40th Annual Ontario Pork Congress... a Pork Celebration
Article posted on: May 7th, 2013
Stratford, Ontario - 40th annual Ontario Pork Congress a pork celebration
Canada’s largest pig show is returning in grand fashion, as the Ontario Pork Congress (OPC) celebrates its 40th year.
Organizers are planning this latest edition of the OPC to be a celebration of pork, as well as an educational opportunity for the industry.
Each year, the OPC brings together all segments of the pork industry to showcase the latest technologies, developments, services and products available.
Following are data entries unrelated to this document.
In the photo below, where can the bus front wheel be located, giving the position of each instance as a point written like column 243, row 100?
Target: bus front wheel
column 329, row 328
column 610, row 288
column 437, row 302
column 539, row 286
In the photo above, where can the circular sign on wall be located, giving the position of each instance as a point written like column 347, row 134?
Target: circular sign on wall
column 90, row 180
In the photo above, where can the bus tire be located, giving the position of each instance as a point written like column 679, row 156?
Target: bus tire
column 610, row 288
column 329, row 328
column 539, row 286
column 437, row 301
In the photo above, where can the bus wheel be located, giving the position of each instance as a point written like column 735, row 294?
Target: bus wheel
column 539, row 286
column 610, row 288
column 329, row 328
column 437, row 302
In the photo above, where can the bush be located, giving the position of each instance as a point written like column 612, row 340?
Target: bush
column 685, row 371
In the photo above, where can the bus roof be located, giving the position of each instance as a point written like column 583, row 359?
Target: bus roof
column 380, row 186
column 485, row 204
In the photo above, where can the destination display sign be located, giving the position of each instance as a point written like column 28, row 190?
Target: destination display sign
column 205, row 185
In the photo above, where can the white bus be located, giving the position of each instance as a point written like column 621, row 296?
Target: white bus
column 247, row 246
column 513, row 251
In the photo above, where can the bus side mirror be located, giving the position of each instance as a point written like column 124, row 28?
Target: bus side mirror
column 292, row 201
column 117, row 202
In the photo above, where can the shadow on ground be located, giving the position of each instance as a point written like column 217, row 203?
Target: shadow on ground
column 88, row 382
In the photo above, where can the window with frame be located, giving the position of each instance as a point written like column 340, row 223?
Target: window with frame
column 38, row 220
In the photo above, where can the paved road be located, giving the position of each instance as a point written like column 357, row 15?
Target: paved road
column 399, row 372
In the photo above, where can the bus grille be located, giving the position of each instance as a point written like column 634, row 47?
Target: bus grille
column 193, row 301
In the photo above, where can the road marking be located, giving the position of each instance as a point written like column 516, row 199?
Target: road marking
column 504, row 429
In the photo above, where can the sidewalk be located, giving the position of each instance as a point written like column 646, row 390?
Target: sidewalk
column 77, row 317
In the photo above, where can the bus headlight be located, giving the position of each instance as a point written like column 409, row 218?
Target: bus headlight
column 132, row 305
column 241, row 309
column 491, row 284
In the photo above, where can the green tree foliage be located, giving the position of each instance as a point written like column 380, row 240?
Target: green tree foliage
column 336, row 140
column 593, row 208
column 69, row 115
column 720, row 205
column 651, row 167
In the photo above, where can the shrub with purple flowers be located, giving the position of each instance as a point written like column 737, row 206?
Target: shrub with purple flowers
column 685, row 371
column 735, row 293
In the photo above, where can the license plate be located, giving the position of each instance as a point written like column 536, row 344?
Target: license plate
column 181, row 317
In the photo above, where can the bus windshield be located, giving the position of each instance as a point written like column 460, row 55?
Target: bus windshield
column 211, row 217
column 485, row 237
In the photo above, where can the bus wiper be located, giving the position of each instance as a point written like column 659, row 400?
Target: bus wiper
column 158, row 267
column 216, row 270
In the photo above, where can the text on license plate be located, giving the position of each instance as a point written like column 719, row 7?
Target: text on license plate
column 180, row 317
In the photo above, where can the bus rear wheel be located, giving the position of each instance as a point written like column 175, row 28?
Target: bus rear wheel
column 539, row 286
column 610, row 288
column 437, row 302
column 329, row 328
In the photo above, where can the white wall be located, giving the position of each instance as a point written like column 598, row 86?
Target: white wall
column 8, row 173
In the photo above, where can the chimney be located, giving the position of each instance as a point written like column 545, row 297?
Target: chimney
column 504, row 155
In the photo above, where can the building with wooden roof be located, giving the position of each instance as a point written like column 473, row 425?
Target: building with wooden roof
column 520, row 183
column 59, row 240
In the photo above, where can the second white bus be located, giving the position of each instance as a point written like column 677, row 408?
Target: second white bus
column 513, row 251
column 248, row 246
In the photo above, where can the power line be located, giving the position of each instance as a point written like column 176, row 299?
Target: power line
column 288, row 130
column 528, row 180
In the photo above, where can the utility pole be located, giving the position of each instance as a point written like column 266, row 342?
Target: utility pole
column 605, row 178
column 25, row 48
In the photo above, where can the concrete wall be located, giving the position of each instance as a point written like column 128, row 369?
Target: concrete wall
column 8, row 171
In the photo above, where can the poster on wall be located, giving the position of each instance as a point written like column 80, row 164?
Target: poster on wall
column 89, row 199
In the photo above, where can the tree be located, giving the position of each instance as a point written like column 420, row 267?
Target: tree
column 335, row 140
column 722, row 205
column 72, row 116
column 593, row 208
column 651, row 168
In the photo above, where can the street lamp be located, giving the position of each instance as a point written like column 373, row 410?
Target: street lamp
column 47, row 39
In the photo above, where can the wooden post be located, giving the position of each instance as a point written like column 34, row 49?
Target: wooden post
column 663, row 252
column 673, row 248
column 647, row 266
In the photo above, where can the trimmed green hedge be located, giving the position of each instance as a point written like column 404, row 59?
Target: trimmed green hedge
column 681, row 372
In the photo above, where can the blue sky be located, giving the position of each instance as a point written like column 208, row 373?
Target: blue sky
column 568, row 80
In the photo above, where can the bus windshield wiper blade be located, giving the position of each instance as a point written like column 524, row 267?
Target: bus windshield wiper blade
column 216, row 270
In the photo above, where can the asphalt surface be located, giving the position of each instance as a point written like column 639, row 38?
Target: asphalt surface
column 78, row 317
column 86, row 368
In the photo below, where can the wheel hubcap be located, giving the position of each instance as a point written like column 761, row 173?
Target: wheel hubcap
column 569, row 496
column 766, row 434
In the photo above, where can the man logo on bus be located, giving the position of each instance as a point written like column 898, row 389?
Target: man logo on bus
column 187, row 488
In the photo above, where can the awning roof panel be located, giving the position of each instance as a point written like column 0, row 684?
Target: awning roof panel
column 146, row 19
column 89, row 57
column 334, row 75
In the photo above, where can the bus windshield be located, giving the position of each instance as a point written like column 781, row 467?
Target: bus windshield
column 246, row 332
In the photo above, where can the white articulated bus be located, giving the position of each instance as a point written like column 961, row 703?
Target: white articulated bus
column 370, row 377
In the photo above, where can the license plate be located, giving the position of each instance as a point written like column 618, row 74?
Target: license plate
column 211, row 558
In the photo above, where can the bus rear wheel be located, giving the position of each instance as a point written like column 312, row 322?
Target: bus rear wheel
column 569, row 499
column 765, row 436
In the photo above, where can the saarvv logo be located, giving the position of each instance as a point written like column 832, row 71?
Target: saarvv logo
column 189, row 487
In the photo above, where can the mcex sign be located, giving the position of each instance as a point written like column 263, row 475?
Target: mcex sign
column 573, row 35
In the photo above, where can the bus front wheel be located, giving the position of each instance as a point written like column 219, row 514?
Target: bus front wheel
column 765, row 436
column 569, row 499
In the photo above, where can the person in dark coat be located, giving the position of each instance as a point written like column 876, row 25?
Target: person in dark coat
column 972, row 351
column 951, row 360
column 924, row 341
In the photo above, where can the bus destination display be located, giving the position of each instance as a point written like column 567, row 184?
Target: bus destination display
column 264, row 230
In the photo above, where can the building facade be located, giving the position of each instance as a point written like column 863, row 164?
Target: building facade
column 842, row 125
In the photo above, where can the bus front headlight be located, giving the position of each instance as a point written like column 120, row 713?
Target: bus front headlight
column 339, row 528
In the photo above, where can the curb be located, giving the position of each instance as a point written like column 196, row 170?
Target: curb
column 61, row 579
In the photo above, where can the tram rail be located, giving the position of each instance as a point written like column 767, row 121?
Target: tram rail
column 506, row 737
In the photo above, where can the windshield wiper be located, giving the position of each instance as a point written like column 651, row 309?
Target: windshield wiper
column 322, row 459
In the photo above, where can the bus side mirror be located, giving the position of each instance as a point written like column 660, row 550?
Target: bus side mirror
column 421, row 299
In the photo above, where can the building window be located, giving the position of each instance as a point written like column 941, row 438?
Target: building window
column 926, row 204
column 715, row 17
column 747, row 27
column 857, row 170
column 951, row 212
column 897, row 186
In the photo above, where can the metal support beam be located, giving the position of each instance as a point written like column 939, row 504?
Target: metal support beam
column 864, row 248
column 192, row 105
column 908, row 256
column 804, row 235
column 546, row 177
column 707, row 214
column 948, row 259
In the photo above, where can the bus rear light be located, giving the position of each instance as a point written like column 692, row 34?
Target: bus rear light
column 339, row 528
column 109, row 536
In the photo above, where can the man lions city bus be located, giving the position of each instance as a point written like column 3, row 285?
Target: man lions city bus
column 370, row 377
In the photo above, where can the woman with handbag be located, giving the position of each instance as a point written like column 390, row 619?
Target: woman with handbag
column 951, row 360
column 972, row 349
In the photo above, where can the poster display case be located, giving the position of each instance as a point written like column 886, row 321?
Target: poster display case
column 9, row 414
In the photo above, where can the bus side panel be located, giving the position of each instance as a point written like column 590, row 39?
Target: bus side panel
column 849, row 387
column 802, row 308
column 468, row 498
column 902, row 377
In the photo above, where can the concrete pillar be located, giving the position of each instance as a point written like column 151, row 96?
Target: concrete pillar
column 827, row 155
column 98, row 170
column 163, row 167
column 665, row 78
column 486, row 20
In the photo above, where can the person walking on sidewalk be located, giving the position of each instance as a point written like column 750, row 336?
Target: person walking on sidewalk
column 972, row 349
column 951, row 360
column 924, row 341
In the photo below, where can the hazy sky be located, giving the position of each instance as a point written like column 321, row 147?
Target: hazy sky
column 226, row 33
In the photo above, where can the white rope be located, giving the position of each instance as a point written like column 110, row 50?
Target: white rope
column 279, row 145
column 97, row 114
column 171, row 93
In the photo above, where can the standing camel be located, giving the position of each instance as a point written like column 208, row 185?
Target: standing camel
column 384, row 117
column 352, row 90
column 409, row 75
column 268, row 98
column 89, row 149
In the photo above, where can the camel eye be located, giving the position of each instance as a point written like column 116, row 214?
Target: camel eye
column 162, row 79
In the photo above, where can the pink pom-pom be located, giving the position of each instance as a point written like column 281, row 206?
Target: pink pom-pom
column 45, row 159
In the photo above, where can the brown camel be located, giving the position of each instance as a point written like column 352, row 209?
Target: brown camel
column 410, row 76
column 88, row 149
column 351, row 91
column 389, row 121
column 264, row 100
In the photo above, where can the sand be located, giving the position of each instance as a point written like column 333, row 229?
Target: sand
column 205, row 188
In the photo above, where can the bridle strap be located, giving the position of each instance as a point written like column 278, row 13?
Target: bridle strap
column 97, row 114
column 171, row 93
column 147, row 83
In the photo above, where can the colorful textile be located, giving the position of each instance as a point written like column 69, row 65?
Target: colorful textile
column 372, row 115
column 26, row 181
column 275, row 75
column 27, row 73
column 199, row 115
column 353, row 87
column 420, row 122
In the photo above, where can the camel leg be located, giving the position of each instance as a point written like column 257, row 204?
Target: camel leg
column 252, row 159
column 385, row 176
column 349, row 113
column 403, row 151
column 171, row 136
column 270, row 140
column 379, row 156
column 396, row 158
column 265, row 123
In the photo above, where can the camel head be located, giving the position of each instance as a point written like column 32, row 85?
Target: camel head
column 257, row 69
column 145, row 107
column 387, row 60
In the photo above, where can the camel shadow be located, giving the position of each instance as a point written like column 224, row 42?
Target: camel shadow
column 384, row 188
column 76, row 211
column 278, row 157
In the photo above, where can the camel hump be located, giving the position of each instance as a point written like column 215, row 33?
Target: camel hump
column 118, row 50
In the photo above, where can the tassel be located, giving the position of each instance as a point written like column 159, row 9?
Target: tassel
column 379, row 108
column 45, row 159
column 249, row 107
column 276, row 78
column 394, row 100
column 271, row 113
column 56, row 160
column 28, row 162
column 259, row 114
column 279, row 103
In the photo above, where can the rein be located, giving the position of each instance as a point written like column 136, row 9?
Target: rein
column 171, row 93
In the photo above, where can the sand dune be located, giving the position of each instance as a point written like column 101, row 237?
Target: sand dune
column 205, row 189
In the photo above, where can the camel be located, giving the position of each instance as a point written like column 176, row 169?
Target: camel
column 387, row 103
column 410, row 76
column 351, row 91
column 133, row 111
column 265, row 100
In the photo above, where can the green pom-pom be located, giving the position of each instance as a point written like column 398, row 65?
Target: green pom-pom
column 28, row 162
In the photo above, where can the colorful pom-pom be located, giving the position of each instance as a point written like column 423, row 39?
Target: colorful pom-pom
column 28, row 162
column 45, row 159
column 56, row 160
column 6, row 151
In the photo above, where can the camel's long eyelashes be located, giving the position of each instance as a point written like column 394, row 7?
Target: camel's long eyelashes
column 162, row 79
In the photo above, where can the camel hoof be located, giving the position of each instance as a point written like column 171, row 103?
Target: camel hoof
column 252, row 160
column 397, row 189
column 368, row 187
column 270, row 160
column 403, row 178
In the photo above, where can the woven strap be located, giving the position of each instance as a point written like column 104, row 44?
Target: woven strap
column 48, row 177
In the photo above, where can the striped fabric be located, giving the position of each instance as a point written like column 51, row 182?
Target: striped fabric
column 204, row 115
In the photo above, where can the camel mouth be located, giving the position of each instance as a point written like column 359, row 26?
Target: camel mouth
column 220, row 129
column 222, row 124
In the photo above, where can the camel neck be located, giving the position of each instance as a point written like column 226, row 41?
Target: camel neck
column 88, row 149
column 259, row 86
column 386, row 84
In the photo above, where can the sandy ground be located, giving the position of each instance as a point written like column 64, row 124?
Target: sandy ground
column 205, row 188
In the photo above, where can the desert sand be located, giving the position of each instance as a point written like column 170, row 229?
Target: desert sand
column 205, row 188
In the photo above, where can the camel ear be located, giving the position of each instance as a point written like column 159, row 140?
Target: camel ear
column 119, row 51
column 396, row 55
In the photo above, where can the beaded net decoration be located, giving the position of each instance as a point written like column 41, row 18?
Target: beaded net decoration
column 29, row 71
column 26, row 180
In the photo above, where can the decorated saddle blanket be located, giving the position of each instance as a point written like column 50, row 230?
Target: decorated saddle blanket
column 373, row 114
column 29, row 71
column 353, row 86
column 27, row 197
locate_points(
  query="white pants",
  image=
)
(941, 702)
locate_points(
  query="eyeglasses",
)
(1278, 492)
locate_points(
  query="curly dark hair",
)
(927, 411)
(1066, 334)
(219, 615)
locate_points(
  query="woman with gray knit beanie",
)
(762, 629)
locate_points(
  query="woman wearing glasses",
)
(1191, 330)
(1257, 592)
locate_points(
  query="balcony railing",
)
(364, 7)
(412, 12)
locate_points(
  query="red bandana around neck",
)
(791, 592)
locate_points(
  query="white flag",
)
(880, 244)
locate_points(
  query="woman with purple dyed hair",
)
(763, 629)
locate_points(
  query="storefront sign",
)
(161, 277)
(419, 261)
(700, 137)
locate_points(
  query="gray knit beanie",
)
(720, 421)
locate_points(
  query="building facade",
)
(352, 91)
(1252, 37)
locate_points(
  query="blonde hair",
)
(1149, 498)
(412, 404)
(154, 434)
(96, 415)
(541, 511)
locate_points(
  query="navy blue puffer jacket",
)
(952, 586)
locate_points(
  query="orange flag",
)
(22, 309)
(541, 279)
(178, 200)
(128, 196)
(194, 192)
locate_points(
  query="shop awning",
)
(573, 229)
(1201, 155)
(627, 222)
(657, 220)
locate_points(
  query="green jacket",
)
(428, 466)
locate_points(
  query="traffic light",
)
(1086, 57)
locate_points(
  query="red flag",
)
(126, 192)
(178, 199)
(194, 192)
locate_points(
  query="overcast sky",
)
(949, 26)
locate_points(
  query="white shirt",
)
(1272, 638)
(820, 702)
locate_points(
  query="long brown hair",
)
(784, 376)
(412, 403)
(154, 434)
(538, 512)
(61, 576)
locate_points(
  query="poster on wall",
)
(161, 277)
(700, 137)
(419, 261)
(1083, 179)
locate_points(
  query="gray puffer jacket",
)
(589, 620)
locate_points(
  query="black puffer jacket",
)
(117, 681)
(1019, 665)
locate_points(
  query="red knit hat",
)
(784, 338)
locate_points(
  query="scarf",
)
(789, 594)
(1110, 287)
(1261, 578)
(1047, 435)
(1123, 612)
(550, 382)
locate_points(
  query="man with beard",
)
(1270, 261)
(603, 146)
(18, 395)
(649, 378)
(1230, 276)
The Congress also helps promote and address pressing industry issues, such as carcass quality, animal welfare and profitability.
This year’s event has moved to the new dates of Wednesday June 19th and Thursday June 20th, to allow for more producers to attend the 2013 slate of events.
The Stratford Rotary Complex is hosting the tradeshow portion both days of the Pork Congress.
Well over 100 unique exhibitors from around the world will be on hand at this year’s event, from animal health and feed companies, to hog housing and barn technology manufacturers.
For the very first time, the OPC has joined forces with the Stratford Blues and Rib Festival for a five-day pork festival called, “Hog Wild Week in Stratford,” that combines live blues music, barbequed pork and a complete set of events to be announced in the coming weeks.
Other events taking place during this year’s OPC include Pig Art, a creative digital photography contest, the Junior Barrow Competition and the Hog Jog, a 3.5km and 10km run supporting Victim Services of Perth County.
For the true pork connoisseurs, “Taste the Difference,” brings in several local restaurants and challenges them to come up with a whole host of creative dishes made from pork.
Stephen Thomas, 2012-13 OPC president and sales representative for Elanco Animal Health, sees the Congress as a venue for the pork industry members to support each other and gain valuable new perspectives.
“It’s a good opportunity to discuss ideas, listen to ideas from other people and use it as a form of education,” said Thomas. “We don’t want producers to look at the congress as group of companies trying to sell you something. Rather, we’re all equally invested in trying to make the industry more sustainable and profitable.”
Thomas is encouraging producers attending this year’s pork congress to invite their staff farmhands to come, get educated and get the bigger picture of the pork industry.
“I think being at the show will broaden people’s horizons,” he says. “They may find something, whether it’s a new feeder or water medication application that they can use on their own barns to make their operations more profitable.”
Thomas hopes this year’s OPC could help to spur discussions among producer, packers and retailers about how the Canadian pork industry can better market themselves and benefit from growing populations and higher demand for pork.
“I’m proud to be part of this pork industry and it amazes me how incredibly resilient producers are,” he says. “But there’s a great opportunity here; we have a versatile, high quality product and I’d love to see more conversations about how we can reach out and continue to provide safe, consistent and affordable food.”